Russian Escalation in Crimea as Biden speaks with Putin on Ukraine

A significant military and diplomatic escalation, months after Putin’s stationing of troops near the border, is currently underway in Ukraine.

A U.S. Army paratrooper assigned to 1st Battalion, 503rd Parachute Infantry Regiment establishes sector security on a drop zone alongside paratroopers from the Lithuanian – Polish – Ukrainian Brigade after conducting a joint airborne operation. This training is part of Exercise Rapid Trident 21 at the International Peacekeeping Security Centre near Yavoriv, Ukraine on Sept. 25, 2021. Rapid Trident is an annual, multinational exercise that supports joint combined interoperability among the partner militaries of Ukraine and the United States, as well as Partnership for Peace nations and NATO allies. (U.S. Army photo by Staff Sgt. John Yountz)

U.S. intel, released in the declassified document below, refers to 175,000 Russian forces amassing in and around Ukraine. Worryingly, several pieces of artillery within Crimea have been identified. Russia’s military in the region is organized in battalion tactical groups (BTGs), allegedly manned by contracted soldiers. This allows Russia the opportunity to disavow its soldiers as merely insurgents, hence the common Ukrainian term “little green men”. A formidable force, they have combat experience in Ukraine from 2014, though they have been defeated at times. BTGs rely on inflicting a high amount of casualties and using paramilitary forces. As a result, deployed Russian BTGs are hard-pressed to gather reinforcements, as they often cannot rely on direct military aid.

Despite this, about 50 BTGs are currently deployed, with up to 100 BTGs potentially operating along the Ukrainian border. This does not include the active Russian-backed insurgents on the ground, who are intermittently engaged with Ukrainian forces.

Following these developments, President Biden had a phone call with President Putin. Allegedly, Putin asked that Biden guarantee Ukraine would never be admitted into NATO, which Biden refused. He countered that if Putin were to attack Ukraine, the United States would safeguard its allies in the region. Immediately following the phone call, U.S. National Security Advisor Jake Sullivan announced that U.S. defensive material was going to Ukraine and that the U.S. and its NATO allies would coordinate to guarantee Ukraine’s territorial integrity. He characterized the meeting as concise yet effective and claimed that Putin was engaged with the discussion.

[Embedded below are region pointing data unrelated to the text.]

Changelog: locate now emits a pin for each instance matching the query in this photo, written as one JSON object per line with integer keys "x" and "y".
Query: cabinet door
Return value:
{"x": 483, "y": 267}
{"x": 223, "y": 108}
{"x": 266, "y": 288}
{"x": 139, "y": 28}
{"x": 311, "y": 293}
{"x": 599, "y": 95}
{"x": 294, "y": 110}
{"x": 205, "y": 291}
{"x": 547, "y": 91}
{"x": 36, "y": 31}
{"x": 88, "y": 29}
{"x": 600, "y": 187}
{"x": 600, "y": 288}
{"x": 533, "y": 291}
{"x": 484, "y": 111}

President Biden was direct and straightforward with President Putin, as he always is. He reiterated America’s support for Ukraine’s sovereignty and territorial integrity. 

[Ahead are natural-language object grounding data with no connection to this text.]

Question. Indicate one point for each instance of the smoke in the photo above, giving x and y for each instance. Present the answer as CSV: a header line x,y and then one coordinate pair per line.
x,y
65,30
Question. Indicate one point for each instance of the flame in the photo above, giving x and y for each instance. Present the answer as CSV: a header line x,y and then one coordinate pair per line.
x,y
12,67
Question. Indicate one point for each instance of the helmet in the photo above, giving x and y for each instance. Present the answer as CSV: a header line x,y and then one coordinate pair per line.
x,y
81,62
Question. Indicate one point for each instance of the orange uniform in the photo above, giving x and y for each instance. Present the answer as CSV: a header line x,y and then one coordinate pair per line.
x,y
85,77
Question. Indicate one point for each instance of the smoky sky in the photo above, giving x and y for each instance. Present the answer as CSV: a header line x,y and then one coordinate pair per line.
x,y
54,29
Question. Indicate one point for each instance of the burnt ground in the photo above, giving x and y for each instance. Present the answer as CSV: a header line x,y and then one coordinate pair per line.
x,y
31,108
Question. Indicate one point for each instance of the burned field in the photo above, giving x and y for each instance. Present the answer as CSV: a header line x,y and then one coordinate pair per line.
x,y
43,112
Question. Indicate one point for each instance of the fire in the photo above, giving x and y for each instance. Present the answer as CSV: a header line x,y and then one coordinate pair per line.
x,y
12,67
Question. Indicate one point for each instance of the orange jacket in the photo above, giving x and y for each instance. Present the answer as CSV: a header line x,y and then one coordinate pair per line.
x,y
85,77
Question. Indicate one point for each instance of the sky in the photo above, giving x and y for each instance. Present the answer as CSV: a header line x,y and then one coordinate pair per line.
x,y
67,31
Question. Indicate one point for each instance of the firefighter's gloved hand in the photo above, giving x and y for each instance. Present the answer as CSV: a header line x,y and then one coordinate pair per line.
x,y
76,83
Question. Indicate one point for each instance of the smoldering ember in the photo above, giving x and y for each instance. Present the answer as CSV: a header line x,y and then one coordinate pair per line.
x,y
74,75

He told President Putin directly that if Russia further invades Ukraine, the United States and our European allies would respond with strong economic measures. We would provide additional defensive materiel to the Ukrainians above and beyond that which we are already providing. And we would fortify our NATO Allies on the eastern flank with additional capabilities in response to such an escalation. 

I just make it a practice not to characterize the other side’s position. He can speak for himself. I would say that his demeanor, like President Biden’s demeanor, was direct and straightforward. 

And again, as I said in my opening remarks, this was a real discussion. It was give and take. It was not speeches. It was back and forth. President Putin was deeply engaged. And I’m going to leave it at that in terms of trying to characterize where he is. 

National Security Advisor Jake Sullivan via December 7th, 2021 Press Briefing

Following the meeting, Biden later spoke with the leaders of France, Germany, Italy, and the United Kingdom. During the conversation, each of the leaders confirmed their support and involvement for Ukraine and began talks for greater cooperation in regards to NATO and the EU’s involvement in the situation.

Right before his departure on December 8th, Biden himself was asked about his meeting with Putin. Biden ensured that, though U.S. troops are not on the table regarding deployment to defend Ukraine, they will defend the U.S.’s NATO allies. Though he reiterated that such an obligation does not extend to Ukraine, his statement begins underscoring the significance of Ukraine joining NATO.

President Zelensky had previously been wary of Biden, as, despite his repeated requests for a firm answer regarding Ukraine’s accession to NATO, Biden has instead reiterated his (the U.S.’) support for Ukraine’s sovereignty. Whether this is to minimize the chance of American deployment or to coordinate first with NATO leaders, it is hard to tell. But Zelensky’s recent call with Biden was, according to a Senior Government Official, laden with U.S. assurances that Ukraine would be supported by NATO. He additionally informed Zelensky of Biden’s engaging in Putin regarding a diplomatic solution.

He also explained that he had told President Putin that there is another option in terms of de-escalation and diplomacy. So, as part of that, the President underscored the United States’ continued support for the Normandy Format and ongoing efforts to implement the Minsk Agreements, including U.S. support for that overall process, which, of course, is led by our French and German allies.

SENIOR ADMINISTRATION OFFICIAL via December 9th, 2021 Background Press Call

From unconfirmed sources in Russia, rumors are supposedly spreading of a significant escalation/attack early in 2022, in either January or February.